Public data sets
Revision as of 17:44, 6 March 2013 by Albertcardona (new FIBSEM data set)
Do you need image data to try your algorithms on? Do you lack expert ground truth to test your methods? No problem! Here you have a list of available public data sets from the Fiji community and other sources:
- Segmented ssTEM stack of neural tissue, thanks to Albert Cardona.
- 30 sections from a serial section Transmission Electron Microscopy (ssTEM) data set of the Drosophila first instar larva ventral nerve cord (VNC). The microcube measures 2 x 2 x 1.5 microns approx., with a resolution of 4x4x50 nm/pixel.
- The challenge: use this data set to train machine learning software for the purpose of automatic segmentation of neural structures in ssTEM.
- The images are representative of actual images in the real-world: there is a bit of noise; there are image registration errors; there is even a small stitching error in one section. None of these led to any difficulties in the manual labeling of each element in the image stack by an expert human neuroanatomist. A software application that aims at removing or reducing human operation must be able to cope with all these issues.
- Sample data at LOCI, in a variety of file formats.
- Sample OME-TIFF data on openmicroscopy.org, thanks to Josh Bembenek.
- The dataset consists of tubulin histone GFP coexpressing C. elegans embryos. All image planes were collected at 512x512 resolution in 8-bit grayscale.
- Migrating macrophages in response to stimuli.
- 4D data set, kindly provided by Dirk Sieger and Francesca Peri, EMBL.
- The challenge: trace the macrophages in 4D, and measure their shape volumes, surfaces, positions and pixel value intensities.
- The file is a tif hyperstack that can be loaded directly into the 3D Viewer.
- The key idea is to setup the tracking system so that it requires minimal user interaction, and is general. For example, a user clicks on one cell in one time point, and the program should find all other time points of the same cell. Then the program should learn about the statistics of that cell, and offer the means to automatically find all other cells in the volume and track them as well. In summary, a machine learning approach to 4D tracking.
- The Cell Image Library has many images related to cell biology; the images come with one of 4 licenses: Public Domain, Creative Commons Attribution, Creative Commons Attribution Non-Commercial Share-Alike, and Copyrighted (you need to ask the contributor whether you may use their image explicitly). This website allows you to contribute your own data sets, too!
- Open Connectome Project hosts a 10 terabyte data set of the mouse visual cortex (Bock et al., 2011) with CATMAID, and will offer means to run arbitrary programs on the data very soon.

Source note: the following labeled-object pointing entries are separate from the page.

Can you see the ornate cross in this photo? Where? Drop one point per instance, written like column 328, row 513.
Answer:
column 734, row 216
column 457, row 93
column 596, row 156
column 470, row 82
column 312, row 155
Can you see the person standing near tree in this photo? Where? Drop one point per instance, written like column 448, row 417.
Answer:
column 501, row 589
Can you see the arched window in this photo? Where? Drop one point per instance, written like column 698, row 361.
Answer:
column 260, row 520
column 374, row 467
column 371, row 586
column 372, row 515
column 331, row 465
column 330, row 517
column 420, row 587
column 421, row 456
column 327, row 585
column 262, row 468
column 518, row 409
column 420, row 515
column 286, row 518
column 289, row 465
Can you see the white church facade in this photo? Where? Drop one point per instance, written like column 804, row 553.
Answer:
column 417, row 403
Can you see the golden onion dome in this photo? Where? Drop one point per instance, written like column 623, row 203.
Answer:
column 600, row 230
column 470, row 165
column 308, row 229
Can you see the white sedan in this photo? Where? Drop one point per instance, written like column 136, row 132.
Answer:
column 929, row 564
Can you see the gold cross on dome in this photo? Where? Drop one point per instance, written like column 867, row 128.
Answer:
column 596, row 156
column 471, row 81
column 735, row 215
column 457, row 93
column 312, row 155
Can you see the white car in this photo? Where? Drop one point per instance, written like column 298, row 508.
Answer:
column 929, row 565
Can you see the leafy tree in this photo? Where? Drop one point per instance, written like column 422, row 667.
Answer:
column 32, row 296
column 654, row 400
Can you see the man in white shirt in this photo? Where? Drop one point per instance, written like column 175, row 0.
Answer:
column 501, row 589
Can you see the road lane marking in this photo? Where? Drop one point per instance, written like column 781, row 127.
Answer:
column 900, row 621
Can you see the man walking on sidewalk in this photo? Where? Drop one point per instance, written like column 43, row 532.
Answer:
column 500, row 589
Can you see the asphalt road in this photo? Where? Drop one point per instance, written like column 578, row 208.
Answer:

- A 3D electron microscopy dataset of rodent brain, courtesy of Graham Knott and Marco Cantoni at EPFL. In particular, a FIBSEM volume measuring 5x5x5 micrometers and taken from the CA1 hippocampus region of the brain, and imaged at the extraordinary resolution of 5x5x5 nanometers per voxel! In addition, Aurelien Lucchi from Pascal Fua's lab has made available, in the same page, image volumes contaning labels for mitochondria.